Similarly, the US is not in a position to send financial aid. We have massive deficits of our own and they will increase dramatically if we experience a double-dip recession. That is why we invoked our IMF veto power. As the largest contributing member (17%) we reserved the right to refuse a bailout for any country that we deem insolvent. The US can’t afford to throw good money after bad. Last year, banks were assessing counter party risk. Now, entire nations are doing it.
As I warned months ago, the credit crisis did not go away. It merely shifted from the private (banks) to the public sector (governments).
Liberal social programs and reckless spending have finally run their course. When the market ignores your promises, you are in the final innings of the game. Nothing you say or do will make any difference and investors will flee like rats from a sinking ship.
I am a little surprised at how quickly we’ve reached this juncture. I felt that the bullish momentum, attractive stock valuations and low interest rates would support this market for a month or two.
Investors remember the horror from a year ago and they aren’t taking any chances. Prior to 2008, a financial collapse was unthinkable. Now is not so far-fetched.

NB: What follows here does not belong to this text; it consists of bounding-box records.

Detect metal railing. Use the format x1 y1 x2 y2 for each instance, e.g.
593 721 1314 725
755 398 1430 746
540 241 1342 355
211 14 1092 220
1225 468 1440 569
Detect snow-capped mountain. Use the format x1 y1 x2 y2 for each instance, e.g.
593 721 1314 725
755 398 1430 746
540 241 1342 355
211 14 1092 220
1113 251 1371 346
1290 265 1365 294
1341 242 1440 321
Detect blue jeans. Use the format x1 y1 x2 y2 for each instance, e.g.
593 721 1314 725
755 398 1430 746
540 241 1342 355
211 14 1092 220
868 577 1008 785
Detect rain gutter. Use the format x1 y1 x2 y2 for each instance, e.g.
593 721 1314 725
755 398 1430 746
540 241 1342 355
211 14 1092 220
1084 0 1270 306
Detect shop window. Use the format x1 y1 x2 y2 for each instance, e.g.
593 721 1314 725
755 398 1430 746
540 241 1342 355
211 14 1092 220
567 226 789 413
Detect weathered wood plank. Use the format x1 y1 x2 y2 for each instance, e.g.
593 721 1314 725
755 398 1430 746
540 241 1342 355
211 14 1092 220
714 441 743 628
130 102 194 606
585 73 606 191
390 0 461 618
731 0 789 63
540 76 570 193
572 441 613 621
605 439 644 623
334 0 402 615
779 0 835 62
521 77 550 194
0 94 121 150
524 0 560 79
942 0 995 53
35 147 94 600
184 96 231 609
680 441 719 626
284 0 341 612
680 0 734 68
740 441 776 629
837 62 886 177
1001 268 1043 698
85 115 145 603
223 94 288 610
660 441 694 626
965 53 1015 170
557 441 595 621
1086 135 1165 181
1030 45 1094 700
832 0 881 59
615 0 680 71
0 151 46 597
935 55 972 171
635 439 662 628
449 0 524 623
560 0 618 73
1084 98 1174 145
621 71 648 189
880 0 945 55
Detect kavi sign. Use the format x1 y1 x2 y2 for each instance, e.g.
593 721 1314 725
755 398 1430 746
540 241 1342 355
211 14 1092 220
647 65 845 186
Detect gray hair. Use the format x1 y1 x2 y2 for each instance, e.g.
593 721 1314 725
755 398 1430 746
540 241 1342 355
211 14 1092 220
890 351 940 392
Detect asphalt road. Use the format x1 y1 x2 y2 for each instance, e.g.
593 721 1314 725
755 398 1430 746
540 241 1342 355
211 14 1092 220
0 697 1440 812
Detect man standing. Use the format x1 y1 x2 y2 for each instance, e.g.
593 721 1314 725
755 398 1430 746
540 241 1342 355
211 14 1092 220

Asset Managers are still giving this market a “two thumbs up” on CNBC. They refer to this as a “normal correction” and they are bullish. They know that bearish comments will scare people out on the market and they won’t be able to generate management fees. When the @#$% hits the fan, they will have plenty of excuses. In the end, they only care about fees and relative performance anyway. If the market is down 30% and they lose 25%, they consider that a victory – I don’t.
Don’t listen to them. Credit spreads are widening and that means that banks are pricing in risk. If we go through a credit crisis and countries default, we could easily slip into a global depression that would take decades to work out of. During that process, debt restructuring would take place and currencies would fluctuate wildly. This price discovery process could take years. Stock valuation won’t mean a thing. Investors will have to sell holdings to generate cash so they can put food on the table and markets will tumble.
I don’t take my comments lightly. I have a huge subscriber base and I know that many of you will heed my warning. Tough times lie ahead.
In the short-term, we are way overdue for a bounce. Option implied volatilities have spiked and prices should stabilize heading into a holiday weekend. I would not buy calls, but I am sell some out of the money puts. Look at the premiums and you will see that you can distance yourself from the action. A continued decline is priced in. There is a nice edge to selling puts at this level. In the chart, you can see the VIX spike.
Any rally is likely to be fast and furious. Once it stalls, sellers will start unloading stocks again. Remember, anything the EU says is being discounted and they are in a no win situation. It is very easy to sell in this environment. Speculators (at least the smart ones) have stopped buying puts because they are too expensive. Any further selling is from forced liquidation (hedge funds needing to meet margin calls) or risk reduction (investors selling long stock positions).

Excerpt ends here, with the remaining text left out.